- Film poster
- Directed by: Alberto Utrera
- Screenplay by: Alberto Utrera
- Starring: Susana Abaitua; Hugo Silva; Julián Villagrán; Rodrigo Poisón;
- Cinematography: Miguel Ángel García Rosado
- Edited by: Alberto Utrera; Mariano Martínez;
- Production company: Garajonay Producciones
- Distributed by: Tripictures
- Release date: 29 November 2024;
- Country: Spain
- Language: Spanish

= Desmontando a Lucía =

Desmontando a Lucía is a 2024 Spanish comedy-drama thriller film written and directed by Alberto Utrera starring Susana Abaitua alongside Hugo Silva and Julián Villagrán.

== Plot ==
Independent expert witness Simón is charged by associate Óliver with investigating amnesic suspect Lucía, involved in the disappearance of two people (boyfriend Héctor and best friend Elena) after the three of them were having a weekend at the beach. Obsessed with noir films, Simón falls for Lucía.

== Production ==
The film was produced by Garajonay Producciones. Carlota Amor, Fede Pajaro, and Juanjo Amor served as executive producers. The helmers of the film explained that it was structured in three narrative levels: the real world, Lucía's memories, and Simón's fantasies, with each underpinning the film's visual universe.
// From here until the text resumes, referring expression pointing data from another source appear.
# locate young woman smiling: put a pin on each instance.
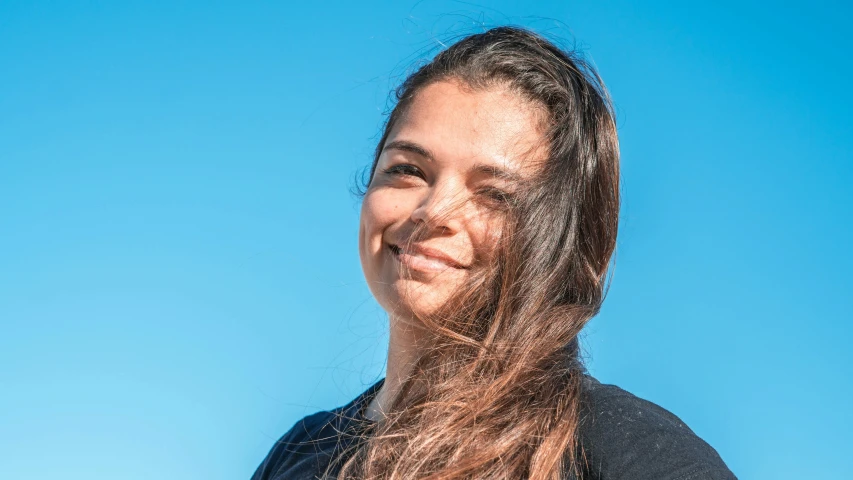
(487, 229)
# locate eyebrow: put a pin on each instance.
(407, 146)
(483, 169)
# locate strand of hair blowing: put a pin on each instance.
(498, 395)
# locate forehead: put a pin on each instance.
(463, 126)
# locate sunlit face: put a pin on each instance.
(435, 205)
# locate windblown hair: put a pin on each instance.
(498, 395)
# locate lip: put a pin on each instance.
(419, 257)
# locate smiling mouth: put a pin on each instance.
(424, 260)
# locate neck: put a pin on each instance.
(403, 351)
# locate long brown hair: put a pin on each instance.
(498, 395)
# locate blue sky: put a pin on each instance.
(179, 280)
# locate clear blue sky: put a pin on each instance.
(179, 280)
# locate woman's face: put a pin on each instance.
(434, 208)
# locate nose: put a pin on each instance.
(442, 207)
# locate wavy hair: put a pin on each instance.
(498, 396)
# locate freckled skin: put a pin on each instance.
(442, 197)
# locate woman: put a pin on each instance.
(487, 228)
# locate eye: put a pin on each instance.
(404, 169)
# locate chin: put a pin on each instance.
(414, 301)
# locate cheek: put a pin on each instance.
(485, 233)
(378, 213)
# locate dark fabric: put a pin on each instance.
(622, 436)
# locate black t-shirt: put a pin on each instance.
(623, 437)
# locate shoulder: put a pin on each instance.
(298, 448)
(307, 449)
(626, 437)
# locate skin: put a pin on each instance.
(434, 207)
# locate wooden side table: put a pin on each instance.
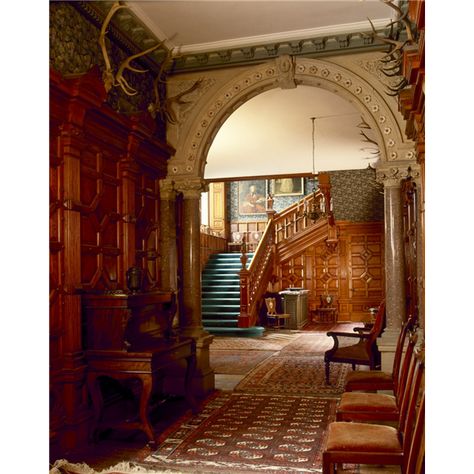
(144, 365)
(326, 315)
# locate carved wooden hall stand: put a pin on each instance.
(129, 338)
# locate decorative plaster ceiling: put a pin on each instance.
(197, 26)
(271, 133)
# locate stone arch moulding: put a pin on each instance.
(190, 159)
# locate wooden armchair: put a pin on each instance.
(364, 352)
(373, 444)
(357, 406)
(377, 379)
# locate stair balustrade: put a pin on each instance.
(281, 228)
(254, 280)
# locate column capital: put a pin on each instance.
(392, 175)
(191, 188)
(167, 190)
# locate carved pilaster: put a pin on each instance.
(391, 177)
(286, 72)
(190, 286)
(191, 188)
(168, 249)
(190, 318)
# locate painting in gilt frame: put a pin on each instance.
(288, 186)
(252, 197)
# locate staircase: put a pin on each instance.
(221, 296)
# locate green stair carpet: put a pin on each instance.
(221, 296)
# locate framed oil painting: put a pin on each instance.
(252, 197)
(288, 186)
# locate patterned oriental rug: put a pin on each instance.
(269, 342)
(250, 433)
(294, 375)
(310, 344)
(236, 362)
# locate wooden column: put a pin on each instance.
(190, 317)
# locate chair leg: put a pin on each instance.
(328, 466)
(326, 369)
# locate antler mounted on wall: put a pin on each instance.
(373, 149)
(110, 78)
(392, 61)
(166, 108)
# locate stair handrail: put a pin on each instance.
(294, 219)
(254, 280)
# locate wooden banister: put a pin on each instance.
(254, 280)
(281, 227)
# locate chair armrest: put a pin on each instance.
(347, 334)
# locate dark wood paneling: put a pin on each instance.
(352, 270)
(104, 217)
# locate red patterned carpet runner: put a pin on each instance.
(238, 362)
(249, 433)
(275, 421)
(294, 375)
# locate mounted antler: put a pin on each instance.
(108, 76)
(393, 59)
(113, 80)
(121, 81)
(166, 109)
(373, 150)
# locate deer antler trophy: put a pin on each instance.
(109, 77)
(393, 59)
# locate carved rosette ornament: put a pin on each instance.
(191, 188)
(167, 190)
(284, 72)
(393, 175)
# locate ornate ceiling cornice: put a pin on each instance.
(130, 33)
(316, 47)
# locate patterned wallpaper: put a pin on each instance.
(74, 49)
(356, 197)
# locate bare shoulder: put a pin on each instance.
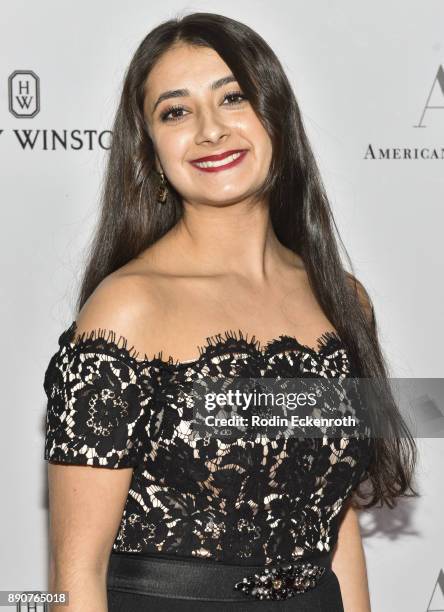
(128, 302)
(363, 296)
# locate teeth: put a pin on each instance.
(221, 162)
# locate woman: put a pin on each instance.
(215, 225)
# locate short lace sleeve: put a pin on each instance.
(99, 397)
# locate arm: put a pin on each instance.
(85, 506)
(86, 502)
(349, 564)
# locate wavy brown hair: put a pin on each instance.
(131, 218)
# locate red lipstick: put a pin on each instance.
(212, 160)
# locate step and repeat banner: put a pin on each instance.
(369, 79)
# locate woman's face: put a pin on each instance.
(194, 108)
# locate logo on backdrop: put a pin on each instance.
(434, 101)
(24, 103)
(436, 603)
(24, 93)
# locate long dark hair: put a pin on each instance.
(132, 219)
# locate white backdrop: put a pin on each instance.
(362, 73)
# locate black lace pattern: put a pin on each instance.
(242, 502)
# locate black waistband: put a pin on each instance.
(211, 580)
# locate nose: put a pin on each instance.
(210, 128)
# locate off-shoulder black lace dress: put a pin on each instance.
(237, 503)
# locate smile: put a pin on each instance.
(220, 164)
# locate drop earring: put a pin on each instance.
(163, 189)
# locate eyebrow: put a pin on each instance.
(179, 93)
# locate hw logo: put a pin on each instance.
(24, 94)
(437, 93)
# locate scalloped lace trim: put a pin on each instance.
(223, 342)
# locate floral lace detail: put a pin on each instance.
(243, 501)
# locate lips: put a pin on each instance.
(217, 157)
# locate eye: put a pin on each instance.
(233, 97)
(174, 111)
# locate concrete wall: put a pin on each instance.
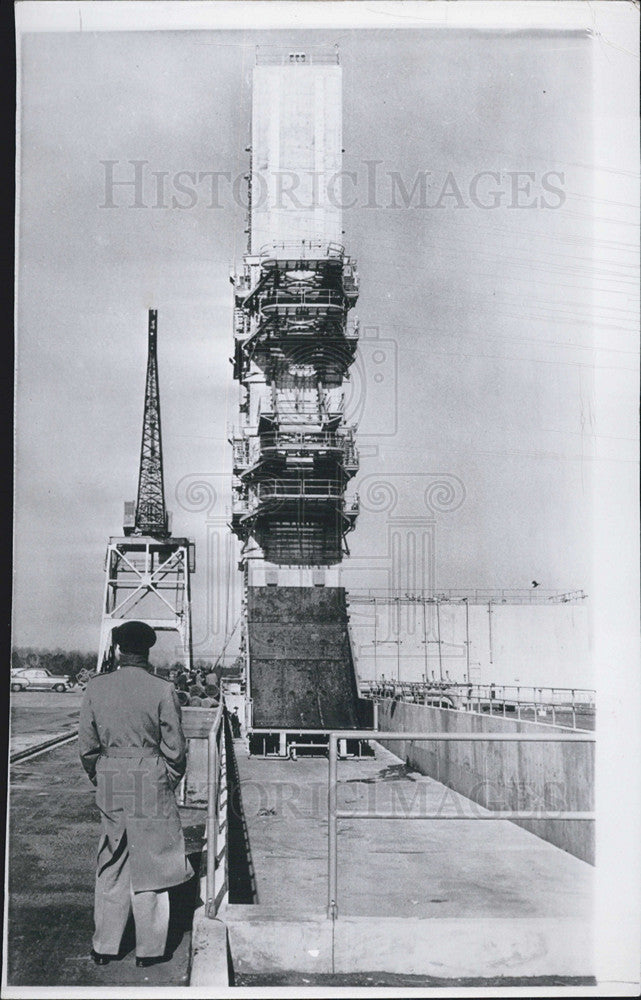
(546, 776)
(301, 671)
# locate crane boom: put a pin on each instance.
(151, 513)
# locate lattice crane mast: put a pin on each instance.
(149, 514)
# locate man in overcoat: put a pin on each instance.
(132, 746)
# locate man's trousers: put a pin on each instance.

It was shot in between Madrid and Gran Canaria.

== Release ==
Distributed by Tripictures, it is scheduled to be released theatrically in Spain on 29 November 2024.

== Reception ==
Enid Román Almansa of Cinemanía rated the film 3 out of 5 stars, writing that what Utrera crafted "is a bit crazy, but easily enjoyable, even if the plot is far from simple".

Javier Ocaña of El País wrote that Desmontando a Lucía "is not perfect, nor does it have to be, but its cinephile grace, its commitment to genre and its unprejudiced and different tone" put the film in the picture along with the best [films] of the year.